Os Sindicatos de Hotelaria marcaram uma greve dos trabalhadores do SUCH, o Serviço de Utilização Comum dos Hospitais, para o próximo dia 16. Dizem que é uma jornada de luta “contra a maior ofensiva de sempre da empresa e pela negociação do Acordo de Empresa sem perda de direitos”.
Os sindicatos afetos à FESAHT da CGTP dizem que a administração da empresa quer aplicar a todos os trabalhadores o novo acordo de empresa que assinou com dois sindicatos da UGT. Este, afirmam, “desregulamenta completamente os horários de trabalho, prevê a existência de bancos de horas, adaptabilidade de horário e horários concentrados de 12 horas diárias, prevê a retirada do dia de funeral de tios, o não pagamento dos feriados com 200% e a sua substituição por uma folga e acaba com a proibição de descontos no salário de utensílios partidos ou desaparecidos, entre outras alterações gravosas para os trabalhadores”.
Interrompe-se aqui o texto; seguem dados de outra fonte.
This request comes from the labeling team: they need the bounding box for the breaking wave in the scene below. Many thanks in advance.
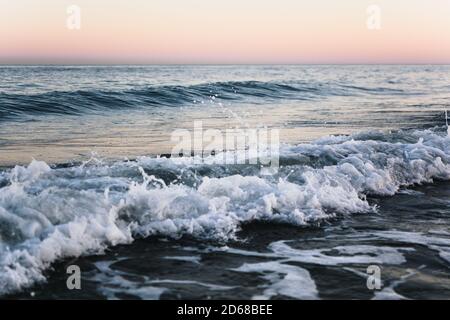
[0,81,405,120]
[0,128,450,294]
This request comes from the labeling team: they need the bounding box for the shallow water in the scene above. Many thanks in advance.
[0,66,450,299]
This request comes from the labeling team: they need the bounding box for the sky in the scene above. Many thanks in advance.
[0,0,450,64]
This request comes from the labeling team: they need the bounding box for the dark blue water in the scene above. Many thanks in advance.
[0,66,450,299]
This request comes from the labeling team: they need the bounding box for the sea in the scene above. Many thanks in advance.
[0,65,450,300]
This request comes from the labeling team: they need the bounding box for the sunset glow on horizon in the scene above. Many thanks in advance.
[0,0,450,64]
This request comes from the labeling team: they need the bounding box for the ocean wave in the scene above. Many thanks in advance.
[0,81,409,120]
[0,129,450,294]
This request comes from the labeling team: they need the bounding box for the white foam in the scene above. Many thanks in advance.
[0,131,450,294]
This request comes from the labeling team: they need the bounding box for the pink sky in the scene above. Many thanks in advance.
[0,0,450,64]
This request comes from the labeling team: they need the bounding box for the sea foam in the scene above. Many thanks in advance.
[0,130,450,296]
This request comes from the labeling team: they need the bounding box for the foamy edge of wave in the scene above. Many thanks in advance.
[0,130,450,294]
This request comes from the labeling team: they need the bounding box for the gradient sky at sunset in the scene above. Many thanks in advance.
[0,0,450,64]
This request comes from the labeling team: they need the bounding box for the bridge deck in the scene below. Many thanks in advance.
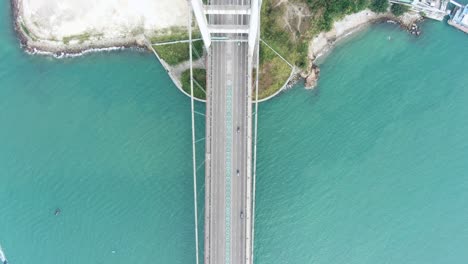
[204,0,252,264]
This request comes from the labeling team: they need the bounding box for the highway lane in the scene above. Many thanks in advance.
[205,0,251,264]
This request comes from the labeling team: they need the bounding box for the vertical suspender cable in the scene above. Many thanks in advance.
[187,2,198,264]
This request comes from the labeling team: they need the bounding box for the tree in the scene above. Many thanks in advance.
[390,4,409,16]
[369,0,388,13]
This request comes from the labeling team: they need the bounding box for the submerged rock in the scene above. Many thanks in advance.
[303,64,320,89]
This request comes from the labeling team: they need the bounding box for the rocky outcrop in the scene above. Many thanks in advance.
[302,64,320,89]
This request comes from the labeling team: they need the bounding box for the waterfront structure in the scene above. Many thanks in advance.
[191,0,261,264]
[448,5,468,33]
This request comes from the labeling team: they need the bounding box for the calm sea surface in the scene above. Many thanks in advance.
[0,1,468,264]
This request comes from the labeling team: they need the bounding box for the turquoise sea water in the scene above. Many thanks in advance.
[0,1,468,264]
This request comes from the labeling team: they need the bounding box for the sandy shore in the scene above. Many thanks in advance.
[10,0,188,56]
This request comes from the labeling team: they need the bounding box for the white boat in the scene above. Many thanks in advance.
[0,245,8,264]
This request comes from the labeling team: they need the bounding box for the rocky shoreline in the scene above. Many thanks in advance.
[10,0,172,58]
[300,10,423,89]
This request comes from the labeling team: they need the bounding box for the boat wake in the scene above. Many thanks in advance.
[0,245,8,264]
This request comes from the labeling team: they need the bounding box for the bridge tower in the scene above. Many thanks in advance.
[190,0,261,264]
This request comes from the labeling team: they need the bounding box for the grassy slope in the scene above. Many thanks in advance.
[153,40,203,65]
[181,69,206,99]
[261,0,376,69]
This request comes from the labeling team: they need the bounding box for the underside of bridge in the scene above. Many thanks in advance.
[191,0,259,264]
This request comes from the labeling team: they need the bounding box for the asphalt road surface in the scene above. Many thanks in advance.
[204,0,252,264]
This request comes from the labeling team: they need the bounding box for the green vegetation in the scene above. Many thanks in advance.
[260,0,389,69]
[153,40,204,65]
[149,27,201,44]
[181,69,206,100]
[369,0,388,13]
[253,43,291,99]
[390,4,409,16]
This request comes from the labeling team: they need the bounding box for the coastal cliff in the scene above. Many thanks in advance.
[301,10,422,89]
[11,0,188,56]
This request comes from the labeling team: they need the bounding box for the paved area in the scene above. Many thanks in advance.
[204,0,251,264]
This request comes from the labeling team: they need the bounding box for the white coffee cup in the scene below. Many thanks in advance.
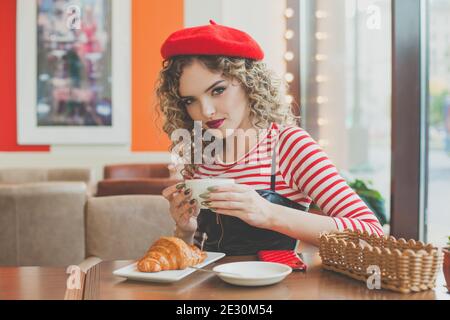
[184,178,235,209]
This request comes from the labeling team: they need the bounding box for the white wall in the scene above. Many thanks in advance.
[184,0,286,76]
[0,0,285,179]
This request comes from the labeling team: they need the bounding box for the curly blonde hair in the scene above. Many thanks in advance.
[156,55,300,178]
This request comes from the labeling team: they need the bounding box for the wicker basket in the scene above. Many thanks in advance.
[319,230,443,293]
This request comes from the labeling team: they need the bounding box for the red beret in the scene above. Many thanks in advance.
[161,20,264,60]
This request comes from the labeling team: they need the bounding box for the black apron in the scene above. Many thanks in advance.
[194,134,307,255]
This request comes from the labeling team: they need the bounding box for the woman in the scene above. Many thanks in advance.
[157,21,383,255]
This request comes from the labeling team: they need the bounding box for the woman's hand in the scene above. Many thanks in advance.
[200,184,273,229]
[162,183,200,233]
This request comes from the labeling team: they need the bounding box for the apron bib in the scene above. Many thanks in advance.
[195,130,307,255]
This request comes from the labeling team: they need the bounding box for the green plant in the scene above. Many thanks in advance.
[310,179,389,225]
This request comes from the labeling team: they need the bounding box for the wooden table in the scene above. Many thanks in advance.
[0,253,450,300]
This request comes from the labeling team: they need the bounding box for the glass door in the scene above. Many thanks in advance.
[425,0,450,246]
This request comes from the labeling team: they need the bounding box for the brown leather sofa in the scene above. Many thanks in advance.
[0,168,96,194]
[96,163,182,197]
[0,182,87,266]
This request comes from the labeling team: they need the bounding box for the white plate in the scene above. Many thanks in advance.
[113,252,225,282]
[213,261,292,286]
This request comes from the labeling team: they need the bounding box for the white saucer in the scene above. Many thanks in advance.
[213,261,292,286]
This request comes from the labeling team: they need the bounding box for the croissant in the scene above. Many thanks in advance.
[137,237,206,272]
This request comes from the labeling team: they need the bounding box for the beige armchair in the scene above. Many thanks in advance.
[0,168,96,195]
[0,182,86,266]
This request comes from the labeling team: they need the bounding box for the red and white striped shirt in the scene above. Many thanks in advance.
[194,123,383,236]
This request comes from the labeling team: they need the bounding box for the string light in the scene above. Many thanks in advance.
[284,8,294,18]
[316,74,328,83]
[316,96,328,104]
[284,72,294,82]
[315,54,328,61]
[284,51,294,61]
[317,118,328,126]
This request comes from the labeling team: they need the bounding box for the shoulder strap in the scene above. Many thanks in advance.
[270,124,281,192]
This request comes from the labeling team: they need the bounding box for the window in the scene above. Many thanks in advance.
[300,0,391,229]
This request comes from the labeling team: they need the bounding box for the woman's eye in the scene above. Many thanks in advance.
[213,87,225,96]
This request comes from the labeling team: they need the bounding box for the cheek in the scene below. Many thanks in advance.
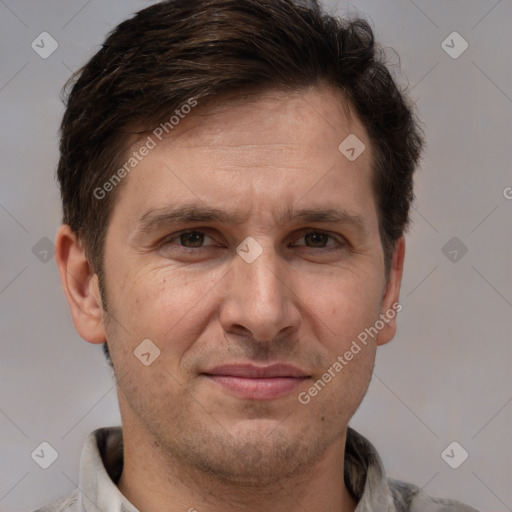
[111,265,224,352]
[307,272,382,357]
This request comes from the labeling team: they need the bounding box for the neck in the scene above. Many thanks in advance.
[118,422,357,512]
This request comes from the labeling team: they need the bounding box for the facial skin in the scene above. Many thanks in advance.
[56,88,404,512]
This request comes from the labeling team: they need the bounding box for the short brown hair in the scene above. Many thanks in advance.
[57,0,423,364]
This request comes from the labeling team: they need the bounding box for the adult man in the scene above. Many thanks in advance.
[41,0,473,512]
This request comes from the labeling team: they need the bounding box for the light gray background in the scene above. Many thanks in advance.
[0,0,512,512]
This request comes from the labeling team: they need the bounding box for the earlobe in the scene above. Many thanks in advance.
[55,224,106,343]
[377,235,405,345]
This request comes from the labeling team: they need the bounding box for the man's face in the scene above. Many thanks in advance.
[99,89,396,484]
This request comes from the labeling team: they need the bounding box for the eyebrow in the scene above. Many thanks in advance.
[135,204,368,235]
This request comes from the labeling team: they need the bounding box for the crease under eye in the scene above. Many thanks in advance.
[161,229,346,250]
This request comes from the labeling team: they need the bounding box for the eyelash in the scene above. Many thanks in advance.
[161,229,348,252]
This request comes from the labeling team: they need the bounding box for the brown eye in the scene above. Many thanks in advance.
[177,231,204,247]
[304,232,330,247]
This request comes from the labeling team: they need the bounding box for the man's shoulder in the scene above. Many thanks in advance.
[34,489,80,512]
[387,478,478,512]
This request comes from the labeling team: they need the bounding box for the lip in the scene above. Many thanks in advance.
[202,363,309,400]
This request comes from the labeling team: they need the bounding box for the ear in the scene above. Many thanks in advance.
[55,224,107,343]
[377,235,405,345]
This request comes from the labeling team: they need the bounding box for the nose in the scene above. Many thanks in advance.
[220,240,301,342]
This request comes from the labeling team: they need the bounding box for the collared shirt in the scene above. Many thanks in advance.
[35,427,478,512]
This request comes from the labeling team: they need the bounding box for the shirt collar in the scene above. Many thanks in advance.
[77,426,396,512]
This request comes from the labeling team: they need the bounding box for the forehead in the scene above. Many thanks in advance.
[111,88,373,234]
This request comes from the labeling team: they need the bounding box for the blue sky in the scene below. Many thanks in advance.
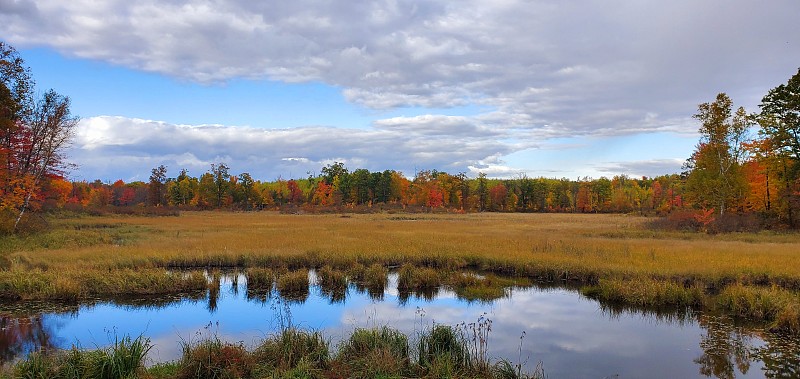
[0,0,800,181]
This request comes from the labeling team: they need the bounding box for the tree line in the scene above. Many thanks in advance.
[0,36,800,232]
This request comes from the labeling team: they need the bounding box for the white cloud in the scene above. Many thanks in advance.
[596,159,684,177]
[0,0,800,141]
[69,116,516,180]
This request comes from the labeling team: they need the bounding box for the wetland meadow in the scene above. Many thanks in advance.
[0,212,800,378]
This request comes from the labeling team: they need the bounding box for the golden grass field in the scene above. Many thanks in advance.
[0,212,800,334]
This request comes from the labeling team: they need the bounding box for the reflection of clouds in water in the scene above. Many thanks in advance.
[20,276,761,377]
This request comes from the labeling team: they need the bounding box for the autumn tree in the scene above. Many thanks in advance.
[147,164,167,207]
[686,93,752,214]
[758,69,800,226]
[0,42,78,231]
[210,163,231,208]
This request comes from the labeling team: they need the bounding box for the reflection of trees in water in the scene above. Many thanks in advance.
[600,302,697,326]
[319,285,348,304]
[753,333,800,378]
[0,315,55,365]
[694,315,755,379]
[694,316,800,379]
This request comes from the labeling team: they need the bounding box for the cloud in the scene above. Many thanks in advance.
[0,0,800,139]
[596,159,684,177]
[69,116,518,180]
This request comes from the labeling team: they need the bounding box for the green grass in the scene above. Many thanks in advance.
[0,325,540,379]
[253,328,330,374]
[7,336,152,379]
[336,326,412,379]
[277,270,309,302]
[0,212,800,336]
Para além disso, os SUCH integram os hospitais públicos onde vigora o regime de 35 horas semanais mas a empresa “recusa este regime e outros benefícios que são direitos dos trabalhadores da administração pública”.
Os sindicatos acusam ainda a administração de “uma posição de grande intransigência e inflexibilidade desde o início das negociações de revisão do Acordo de Empresa para 2024 ao recusar todas as propostas sindicais e ao tentar impor o novo AE cozinhado com a UGT”.
As greves são acompanhadas com duas concentrações. Uma no Porto, junto aos escritórios dos SUCH, a partir das 10:00. Outra no distrito de Lisboa em frente ao Hospital Fernando Fonseca, na Amadora,a partir das 9:30.